Tuesday, October 19, 2010

Threats to the Family

I am intrigued by the conversation about motherhood and care giving within Chayefsky's Marty. Women are primarily portrayed as caring and highly put upon, while men (especially unmarried bachelors) live off the work of women. Largely, the women within the film express genuine emotions and live within a realistic—if somewhat sad—world. However, no positive female characters are shown to interact outside of the domestic or caring realm. Even Clara works as a school teacher, mentioning her students in a loving fashion and refusing to take an administrative role in order to remain with “her children.” The script ultimately reduces all real conflict to domestic drama. While Marty does experience certain ups and downs regarding his social class and job, the public world of work represents the potential for expansion and growth. Instead, real conflict originates within the world of family, and must therefore be resolved there.

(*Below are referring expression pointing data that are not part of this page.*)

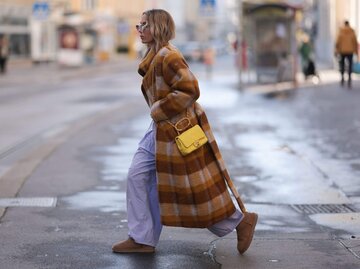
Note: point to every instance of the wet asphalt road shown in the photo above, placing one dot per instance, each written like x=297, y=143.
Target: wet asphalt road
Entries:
x=297, y=149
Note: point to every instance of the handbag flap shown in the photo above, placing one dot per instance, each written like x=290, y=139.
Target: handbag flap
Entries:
x=191, y=135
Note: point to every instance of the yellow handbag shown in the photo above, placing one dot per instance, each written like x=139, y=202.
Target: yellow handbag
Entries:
x=191, y=139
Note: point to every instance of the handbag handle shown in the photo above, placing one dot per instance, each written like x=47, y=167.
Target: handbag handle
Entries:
x=177, y=124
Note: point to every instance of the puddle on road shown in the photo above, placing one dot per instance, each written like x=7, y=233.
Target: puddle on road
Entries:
x=349, y=222
x=116, y=159
x=215, y=95
x=285, y=177
x=105, y=201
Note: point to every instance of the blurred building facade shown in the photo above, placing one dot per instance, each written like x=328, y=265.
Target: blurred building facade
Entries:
x=104, y=27
x=14, y=16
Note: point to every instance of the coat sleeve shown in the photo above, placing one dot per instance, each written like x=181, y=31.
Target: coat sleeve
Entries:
x=184, y=88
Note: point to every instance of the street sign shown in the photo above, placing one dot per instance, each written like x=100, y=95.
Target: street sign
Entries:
x=41, y=10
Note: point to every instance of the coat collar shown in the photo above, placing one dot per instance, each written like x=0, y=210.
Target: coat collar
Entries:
x=146, y=62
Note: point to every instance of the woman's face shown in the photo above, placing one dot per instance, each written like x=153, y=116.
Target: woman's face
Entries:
x=144, y=31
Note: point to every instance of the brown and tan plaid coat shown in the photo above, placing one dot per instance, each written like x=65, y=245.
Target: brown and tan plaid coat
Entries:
x=192, y=190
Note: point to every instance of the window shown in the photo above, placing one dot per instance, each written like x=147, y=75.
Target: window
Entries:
x=89, y=4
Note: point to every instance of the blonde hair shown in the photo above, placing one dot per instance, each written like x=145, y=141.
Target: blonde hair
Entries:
x=162, y=26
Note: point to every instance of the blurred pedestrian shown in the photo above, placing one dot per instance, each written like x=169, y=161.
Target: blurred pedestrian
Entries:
x=307, y=57
x=164, y=187
x=346, y=45
x=4, y=53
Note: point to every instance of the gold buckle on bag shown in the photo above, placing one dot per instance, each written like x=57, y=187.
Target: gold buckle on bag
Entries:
x=179, y=129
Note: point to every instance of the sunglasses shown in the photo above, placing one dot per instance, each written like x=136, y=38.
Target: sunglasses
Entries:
x=141, y=27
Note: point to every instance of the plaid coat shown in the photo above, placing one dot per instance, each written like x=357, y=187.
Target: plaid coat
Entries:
x=192, y=190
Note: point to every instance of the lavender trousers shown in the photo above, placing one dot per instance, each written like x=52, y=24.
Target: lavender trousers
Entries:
x=142, y=197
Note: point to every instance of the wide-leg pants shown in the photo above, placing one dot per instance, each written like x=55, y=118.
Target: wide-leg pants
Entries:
x=142, y=197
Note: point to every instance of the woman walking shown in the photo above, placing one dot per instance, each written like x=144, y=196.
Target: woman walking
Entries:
x=164, y=187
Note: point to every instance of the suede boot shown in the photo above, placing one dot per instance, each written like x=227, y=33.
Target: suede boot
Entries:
x=130, y=246
x=245, y=231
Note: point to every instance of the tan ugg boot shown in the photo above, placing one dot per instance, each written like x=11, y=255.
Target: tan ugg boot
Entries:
x=130, y=246
x=245, y=231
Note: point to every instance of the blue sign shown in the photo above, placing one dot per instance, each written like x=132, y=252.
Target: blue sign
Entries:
x=41, y=10
x=207, y=7
x=207, y=3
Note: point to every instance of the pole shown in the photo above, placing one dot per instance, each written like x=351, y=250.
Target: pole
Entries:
x=239, y=44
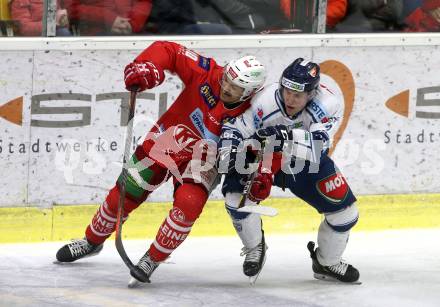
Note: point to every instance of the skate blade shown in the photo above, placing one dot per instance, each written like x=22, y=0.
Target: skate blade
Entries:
x=331, y=279
x=134, y=283
x=253, y=279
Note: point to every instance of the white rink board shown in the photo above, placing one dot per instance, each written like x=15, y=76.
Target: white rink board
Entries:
x=371, y=155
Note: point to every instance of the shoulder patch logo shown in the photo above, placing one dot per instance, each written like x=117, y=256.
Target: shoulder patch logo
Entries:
x=205, y=63
x=208, y=96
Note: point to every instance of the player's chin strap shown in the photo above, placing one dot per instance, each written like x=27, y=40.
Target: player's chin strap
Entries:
x=136, y=272
x=263, y=210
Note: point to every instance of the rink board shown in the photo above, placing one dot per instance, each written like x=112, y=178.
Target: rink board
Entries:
x=60, y=223
x=62, y=110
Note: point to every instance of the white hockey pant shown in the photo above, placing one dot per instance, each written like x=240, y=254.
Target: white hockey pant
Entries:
x=333, y=234
x=247, y=225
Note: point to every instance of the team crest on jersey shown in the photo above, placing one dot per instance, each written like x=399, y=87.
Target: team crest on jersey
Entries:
x=205, y=63
x=184, y=137
x=334, y=188
x=208, y=96
x=228, y=119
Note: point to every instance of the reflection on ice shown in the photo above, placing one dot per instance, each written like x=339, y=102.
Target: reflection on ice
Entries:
x=398, y=268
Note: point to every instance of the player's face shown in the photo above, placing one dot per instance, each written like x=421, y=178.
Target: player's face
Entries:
x=229, y=92
x=294, y=101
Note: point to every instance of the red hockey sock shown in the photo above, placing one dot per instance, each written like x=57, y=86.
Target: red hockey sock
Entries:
x=189, y=200
x=104, y=221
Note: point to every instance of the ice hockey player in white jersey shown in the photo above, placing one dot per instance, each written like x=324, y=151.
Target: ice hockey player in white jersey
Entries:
x=300, y=116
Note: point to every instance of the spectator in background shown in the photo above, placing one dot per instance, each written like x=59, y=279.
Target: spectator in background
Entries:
x=249, y=16
x=372, y=15
x=215, y=16
x=425, y=18
x=179, y=17
x=29, y=15
x=336, y=10
x=104, y=17
x=384, y=15
x=410, y=5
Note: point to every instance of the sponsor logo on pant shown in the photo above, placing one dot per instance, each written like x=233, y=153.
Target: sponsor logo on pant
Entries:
x=333, y=188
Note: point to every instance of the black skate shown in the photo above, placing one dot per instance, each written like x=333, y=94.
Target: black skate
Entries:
x=342, y=271
x=254, y=261
x=142, y=271
x=79, y=248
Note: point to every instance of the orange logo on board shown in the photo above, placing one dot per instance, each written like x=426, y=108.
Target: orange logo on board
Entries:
x=12, y=111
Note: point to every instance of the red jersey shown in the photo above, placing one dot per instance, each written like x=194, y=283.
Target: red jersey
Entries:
x=198, y=112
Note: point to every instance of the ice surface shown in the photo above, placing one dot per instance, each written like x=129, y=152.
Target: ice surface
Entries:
x=398, y=268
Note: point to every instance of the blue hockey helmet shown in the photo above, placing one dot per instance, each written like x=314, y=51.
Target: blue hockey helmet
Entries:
x=300, y=76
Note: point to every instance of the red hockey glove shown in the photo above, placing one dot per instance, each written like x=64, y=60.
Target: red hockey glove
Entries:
x=260, y=189
x=141, y=76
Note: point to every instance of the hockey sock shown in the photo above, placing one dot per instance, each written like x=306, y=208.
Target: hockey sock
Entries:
x=333, y=235
x=104, y=221
x=189, y=200
x=247, y=225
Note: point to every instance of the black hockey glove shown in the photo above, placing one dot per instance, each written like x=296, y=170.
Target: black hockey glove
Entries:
x=227, y=150
x=278, y=133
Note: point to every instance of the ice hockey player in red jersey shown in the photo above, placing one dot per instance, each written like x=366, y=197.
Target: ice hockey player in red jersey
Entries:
x=211, y=95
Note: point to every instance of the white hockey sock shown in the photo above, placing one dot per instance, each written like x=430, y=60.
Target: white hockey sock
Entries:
x=247, y=225
x=331, y=244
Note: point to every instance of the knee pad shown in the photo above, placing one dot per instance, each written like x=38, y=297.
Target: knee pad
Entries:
x=190, y=199
x=112, y=201
x=343, y=220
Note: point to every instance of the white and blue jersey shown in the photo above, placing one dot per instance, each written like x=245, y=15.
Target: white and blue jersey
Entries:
x=325, y=188
x=322, y=114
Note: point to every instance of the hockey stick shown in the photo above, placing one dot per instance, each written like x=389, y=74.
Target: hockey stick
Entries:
x=134, y=271
x=263, y=210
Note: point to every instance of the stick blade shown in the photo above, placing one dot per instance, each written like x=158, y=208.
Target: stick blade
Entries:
x=262, y=210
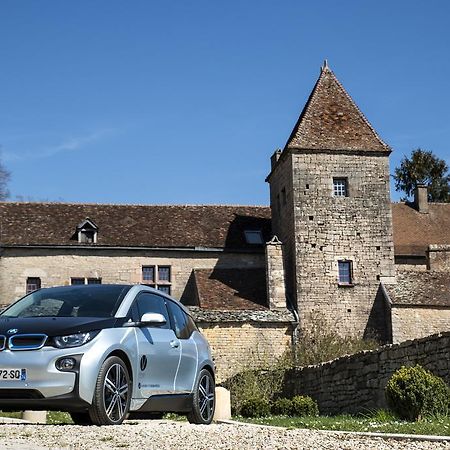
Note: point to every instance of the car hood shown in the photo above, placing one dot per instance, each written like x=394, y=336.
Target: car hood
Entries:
x=54, y=326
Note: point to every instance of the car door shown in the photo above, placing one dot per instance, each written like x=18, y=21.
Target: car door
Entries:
x=187, y=370
x=158, y=348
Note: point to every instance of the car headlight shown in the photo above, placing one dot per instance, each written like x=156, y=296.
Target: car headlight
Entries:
x=74, y=340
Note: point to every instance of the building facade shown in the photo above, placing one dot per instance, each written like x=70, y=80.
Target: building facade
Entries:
x=331, y=243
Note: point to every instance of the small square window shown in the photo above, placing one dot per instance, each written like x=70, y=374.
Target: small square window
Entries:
x=148, y=273
x=253, y=237
x=33, y=284
x=345, y=272
x=340, y=187
x=163, y=273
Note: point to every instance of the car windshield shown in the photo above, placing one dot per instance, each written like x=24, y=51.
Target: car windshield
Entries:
x=69, y=301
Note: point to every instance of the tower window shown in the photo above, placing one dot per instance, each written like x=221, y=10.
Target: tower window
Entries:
x=253, y=237
x=33, y=284
x=345, y=272
x=340, y=187
x=283, y=196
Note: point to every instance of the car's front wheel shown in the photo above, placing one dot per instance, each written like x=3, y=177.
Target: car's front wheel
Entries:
x=112, y=394
x=204, y=399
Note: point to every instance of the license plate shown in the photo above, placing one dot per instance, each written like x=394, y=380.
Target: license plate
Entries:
x=13, y=374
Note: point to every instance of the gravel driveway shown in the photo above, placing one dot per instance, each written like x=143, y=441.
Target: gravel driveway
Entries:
x=163, y=434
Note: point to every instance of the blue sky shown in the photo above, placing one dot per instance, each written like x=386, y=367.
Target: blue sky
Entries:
x=184, y=101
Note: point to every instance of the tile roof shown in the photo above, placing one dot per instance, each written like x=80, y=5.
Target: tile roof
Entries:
x=177, y=226
x=217, y=316
x=421, y=289
x=132, y=225
x=231, y=289
x=331, y=120
x=414, y=231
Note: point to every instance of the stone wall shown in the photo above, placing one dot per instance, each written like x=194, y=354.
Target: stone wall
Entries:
x=356, y=383
x=439, y=257
x=411, y=322
x=245, y=339
x=57, y=266
x=357, y=227
x=282, y=207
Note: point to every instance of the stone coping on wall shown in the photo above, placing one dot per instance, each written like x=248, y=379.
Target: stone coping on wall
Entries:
x=381, y=350
x=219, y=316
x=356, y=383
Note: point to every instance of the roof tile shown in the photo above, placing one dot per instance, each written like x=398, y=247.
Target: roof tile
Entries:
x=331, y=120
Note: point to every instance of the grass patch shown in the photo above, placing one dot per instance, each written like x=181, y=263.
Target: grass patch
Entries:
x=53, y=417
x=379, y=422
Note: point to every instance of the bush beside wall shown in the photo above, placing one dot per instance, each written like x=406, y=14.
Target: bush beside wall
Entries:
x=356, y=383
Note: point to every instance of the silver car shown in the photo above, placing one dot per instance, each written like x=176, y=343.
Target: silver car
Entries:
x=103, y=353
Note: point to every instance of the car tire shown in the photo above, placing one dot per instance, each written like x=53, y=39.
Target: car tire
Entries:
x=81, y=418
x=112, y=395
x=204, y=399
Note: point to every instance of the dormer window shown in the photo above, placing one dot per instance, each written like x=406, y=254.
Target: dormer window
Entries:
x=253, y=237
x=87, y=232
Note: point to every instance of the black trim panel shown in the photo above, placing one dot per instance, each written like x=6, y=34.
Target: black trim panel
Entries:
x=29, y=399
x=167, y=403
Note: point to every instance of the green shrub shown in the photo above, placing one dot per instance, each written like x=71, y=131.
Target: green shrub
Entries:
x=255, y=407
x=282, y=407
x=304, y=406
x=414, y=392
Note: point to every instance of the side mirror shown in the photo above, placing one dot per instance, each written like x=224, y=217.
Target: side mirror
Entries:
x=152, y=319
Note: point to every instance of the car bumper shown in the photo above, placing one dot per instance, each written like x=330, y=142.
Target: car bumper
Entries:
x=45, y=387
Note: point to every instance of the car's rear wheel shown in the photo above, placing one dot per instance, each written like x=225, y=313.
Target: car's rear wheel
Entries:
x=204, y=400
x=112, y=393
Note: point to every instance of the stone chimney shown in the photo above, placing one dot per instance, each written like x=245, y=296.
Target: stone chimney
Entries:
x=421, y=198
x=275, y=157
x=276, y=290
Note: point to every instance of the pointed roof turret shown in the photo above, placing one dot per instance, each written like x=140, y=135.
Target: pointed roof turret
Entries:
x=331, y=120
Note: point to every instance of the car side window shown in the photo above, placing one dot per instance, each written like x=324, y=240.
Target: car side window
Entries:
x=191, y=325
x=179, y=321
x=147, y=302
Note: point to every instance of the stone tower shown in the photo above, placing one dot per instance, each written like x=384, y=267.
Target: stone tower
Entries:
x=330, y=201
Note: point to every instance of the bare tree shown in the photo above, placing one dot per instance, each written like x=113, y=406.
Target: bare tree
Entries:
x=4, y=178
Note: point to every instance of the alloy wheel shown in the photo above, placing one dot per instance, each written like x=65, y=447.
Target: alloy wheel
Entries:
x=115, y=392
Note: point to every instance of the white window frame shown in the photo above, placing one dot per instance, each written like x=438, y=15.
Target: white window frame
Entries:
x=340, y=187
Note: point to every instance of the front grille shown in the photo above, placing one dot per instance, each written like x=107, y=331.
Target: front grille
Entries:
x=27, y=341
x=19, y=394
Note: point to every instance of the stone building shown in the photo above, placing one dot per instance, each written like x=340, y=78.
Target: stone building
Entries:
x=331, y=243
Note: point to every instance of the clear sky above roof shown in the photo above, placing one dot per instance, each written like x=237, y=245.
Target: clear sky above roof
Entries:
x=185, y=101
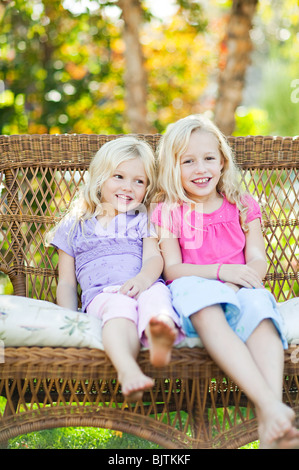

Women never really escape the home. The dialogue between Marty's mother and aunt bemoaning the horrors of old age for women focuses on the loss of work. Nowhere in the script or the film do women have options to occupy their time other than caring for others. When Clara offers the idea of Marty's aunt getting a hobby, Marty's mother dismisses it as idealistic and overly academic. Men have options outside of the home, but Chayefsky portrays these options as masturbatory and expressions of “middle class latent homosexuality.” Despite the trouble and stress that comes from marriage and family, Marty sees the family as the ultimate site for happiness.

However, Chayefsky seems to see “latent homosexuality” as a major threat to the nuclear family's stability and happiness. The film adaptation certainly accented the threat that Angie (who's name is suspiciously feminine) posed to Marty's future. His attempt to hunt down and sabotage Marty and Clara's relationship almost trumps Marty's mother's disapproval. Heteronormativity is endangered by even heterosexuals, in Chayefsky's world, in a ways that makes it surprising that nuclear families ever form.